I recently decided to fix a martini and discovered the shaker inside the china cabinet filled with some unknown liquid – most assuredly from the party. This obviously left me with some belated anxiety over the condition of everything in my kitchen when it was put away so helpfully by my brother. None of us developed any bacterial infections, so I guess my fears are unfounded. 

I don’t remember anything else. There comes a point in time for me where drunkenness is ethereal, and I feel like I’m floating about the edges of each scene. I’m there, but not a part of the action. I’m an observer by nature, but in this case observing is a lost cause when I fail to remember any of it once I have access to a computer and a little time.

Who’s ready for another round???



 Miscellaneous, and possibly irrelevant, tidbits…

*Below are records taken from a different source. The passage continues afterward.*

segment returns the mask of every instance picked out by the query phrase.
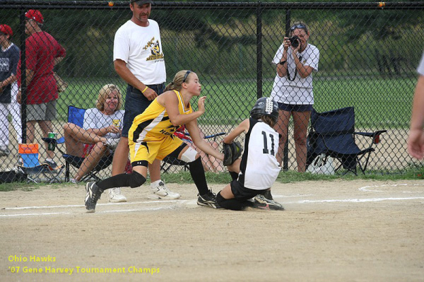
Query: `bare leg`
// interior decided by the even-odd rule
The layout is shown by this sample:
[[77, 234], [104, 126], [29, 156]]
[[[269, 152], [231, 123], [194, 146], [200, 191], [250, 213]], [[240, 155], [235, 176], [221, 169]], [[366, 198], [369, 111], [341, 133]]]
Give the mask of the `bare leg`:
[[84, 175], [94, 169], [100, 159], [106, 153], [106, 146], [102, 142], [98, 142], [95, 145], [93, 150], [91, 150], [91, 152], [90, 152], [90, 154], [88, 154], [83, 161], [79, 170], [78, 170], [76, 175], [75, 176], [75, 180], [76, 181], [80, 181]]
[[[212, 146], [212, 148], [213, 148], [216, 150], [218, 150], [218, 148], [219, 147], [219, 144], [217, 142], [213, 141], [213, 142], [210, 142], [210, 143], [211, 143], [211, 146]], [[206, 156], [208, 157], [208, 159], [212, 164], [212, 170], [213, 171], [221, 172], [221, 171], [224, 170], [224, 168], [221, 165], [221, 161], [220, 160], [218, 160], [216, 158], [215, 158], [213, 155], [206, 155]]]
[[306, 139], [310, 112], [293, 112], [294, 137], [298, 171], [305, 172], [306, 168]]
[[227, 200], [229, 199], [234, 199], [234, 194], [231, 192], [231, 185], [229, 184], [228, 184], [227, 186], [225, 186], [224, 189], [220, 192], [220, 193], [223, 198]]
[[[128, 137], [121, 137], [119, 143], [115, 149], [112, 163], [112, 175], [117, 175], [125, 172], [125, 166], [128, 161], [129, 147], [128, 146]], [[160, 163], [159, 163], [160, 165]], [[147, 170], [146, 170], [147, 171]], [[144, 175], [143, 175], [144, 176]]]
[[99, 142], [105, 142], [107, 140], [103, 136], [98, 136], [93, 132], [88, 131], [71, 122], [68, 122], [64, 125], [64, 131], [65, 132], [65, 141], [69, 137], [84, 144], [95, 144]]
[[155, 160], [148, 164], [148, 172], [151, 177], [151, 182], [154, 182], [160, 179], [160, 160]]
[[277, 120], [277, 124], [274, 127], [274, 129], [281, 135], [280, 143], [278, 144], [278, 153], [277, 154], [277, 161], [281, 163], [283, 157], [284, 156], [284, 146], [288, 136], [288, 122], [291, 113], [287, 111], [279, 110], [280, 115]]

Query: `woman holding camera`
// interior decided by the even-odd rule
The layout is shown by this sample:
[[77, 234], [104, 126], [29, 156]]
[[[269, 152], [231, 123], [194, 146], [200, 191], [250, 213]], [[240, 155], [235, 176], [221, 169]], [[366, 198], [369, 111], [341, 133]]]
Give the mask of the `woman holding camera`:
[[293, 25], [273, 62], [277, 75], [271, 98], [278, 103], [279, 117], [275, 129], [281, 134], [277, 160], [281, 163], [288, 135], [288, 122], [293, 117], [298, 171], [306, 166], [307, 125], [314, 105], [312, 71], [318, 71], [319, 50], [307, 42], [310, 33], [303, 23]]

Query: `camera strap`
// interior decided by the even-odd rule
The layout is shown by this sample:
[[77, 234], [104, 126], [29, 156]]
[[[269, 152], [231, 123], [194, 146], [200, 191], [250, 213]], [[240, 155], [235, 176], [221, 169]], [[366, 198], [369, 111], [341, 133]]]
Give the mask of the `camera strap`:
[[[299, 57], [299, 61], [302, 61], [302, 59], [303, 59], [303, 57], [300, 56]], [[289, 81], [293, 81], [295, 80], [295, 78], [296, 78], [296, 75], [298, 74], [298, 68], [296, 67], [296, 66], [295, 65], [295, 75], [293, 76], [293, 79], [291, 79], [290, 78], [290, 71], [288, 71], [288, 66], [287, 66], [287, 78], [288, 78]]]

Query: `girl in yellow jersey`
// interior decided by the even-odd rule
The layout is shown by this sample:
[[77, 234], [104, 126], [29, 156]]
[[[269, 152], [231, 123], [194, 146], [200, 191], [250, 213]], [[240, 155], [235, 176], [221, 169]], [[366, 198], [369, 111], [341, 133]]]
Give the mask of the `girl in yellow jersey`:
[[197, 75], [191, 71], [180, 71], [168, 84], [165, 92], [158, 96], [147, 109], [134, 118], [128, 134], [133, 173], [121, 174], [100, 182], [87, 183], [86, 208], [94, 212], [97, 201], [107, 189], [141, 186], [146, 182], [148, 163], [167, 155], [189, 164], [190, 174], [199, 190], [197, 204], [218, 208], [216, 196], [208, 189], [200, 155], [173, 133], [185, 124], [190, 136], [200, 150], [223, 160], [223, 155], [216, 151], [201, 137], [197, 118], [205, 112], [205, 96], [199, 98], [197, 111], [194, 112], [190, 100], [199, 96], [201, 86]]

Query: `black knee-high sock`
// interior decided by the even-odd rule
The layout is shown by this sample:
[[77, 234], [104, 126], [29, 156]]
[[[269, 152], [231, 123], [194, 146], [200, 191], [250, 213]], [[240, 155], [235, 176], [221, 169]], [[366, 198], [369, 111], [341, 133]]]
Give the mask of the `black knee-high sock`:
[[121, 173], [96, 183], [102, 190], [107, 189], [129, 186], [129, 175]]
[[230, 172], [230, 175], [231, 175], [231, 178], [232, 178], [232, 180], [235, 180], [238, 177], [238, 173], [235, 172], [233, 171], [229, 171], [228, 172]]
[[235, 199], [225, 199], [220, 192], [216, 195], [216, 201], [221, 208], [232, 211], [242, 211], [245, 208], [245, 206]]
[[194, 162], [189, 163], [189, 169], [190, 170], [192, 178], [193, 178], [193, 181], [199, 191], [199, 194], [208, 194], [208, 184], [206, 183], [205, 170], [200, 158], [196, 158]]
[[107, 189], [120, 187], [135, 188], [142, 185], [145, 182], [146, 178], [143, 175], [136, 171], [133, 171], [129, 175], [121, 173], [120, 175], [107, 178], [105, 180], [99, 181], [96, 184], [100, 190], [105, 191]]

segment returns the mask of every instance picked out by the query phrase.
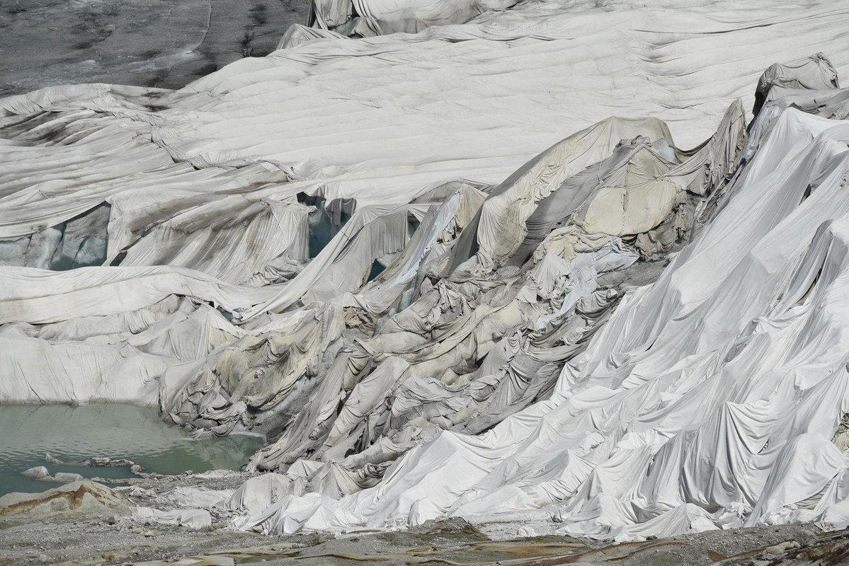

Galileo Galilei’s right middle finger is on exhibition at the Museo Galileo in Florence. Apparently it – along with 2 other fingers and a tooth – was removed from his remains when his body was moved to the main body of the Basilica of Santa Croce in 1737 nearly 100 years after his death.  He was originally barred from burial in 1642 in the main body of the Basilica by Pope Urban VIII who cited “vehement suspicion of heresy,” and instead buried in a small room next to the novices’ chapel.

Why not try on some vintage slang "drunk" terms for your next party?(borrowed from a Huff Post article):
Fuddled, top heavy, stewed, half-shot, corned, boryeyed, cockeyed, jiggered, has a bun on, has a glorious (or elegant) jag on, has more sail than ballast, can’t see a hole in the ladder, can’t lie down without holding on, off your trolley, over the bay, half-seas over, full as a tick, drunk as a boiled owl, all mops and brooms, drunk more than you’ve bled, got the gravel rash, hugging the bar, measuring sidewalks upside down.

The most expensive tequila in the world is Ley .925 Tequila Pasion Azteca Ultra Premium Anejo. The “cheap” bottle is handcrafted of white gold and platinum for a mere $225,000. Apparently there were a handful of diamond-encrusted bottles made, selling for $1.5M. Who knows if the tequila is any good? The cheap bottle cost more than my first house.

AsomBroso Reserva del Porto, in a beautifully phallic handcrafted bottle packaged in a lovely wooden box, is mature blue agave tequila aged in port wine barrels. This "package" is surely intended to distract you from the $2,400 price tag, which also comes with a story about ancient gods and a lost recipe. At that price I want it to drive me home, and make me tamales.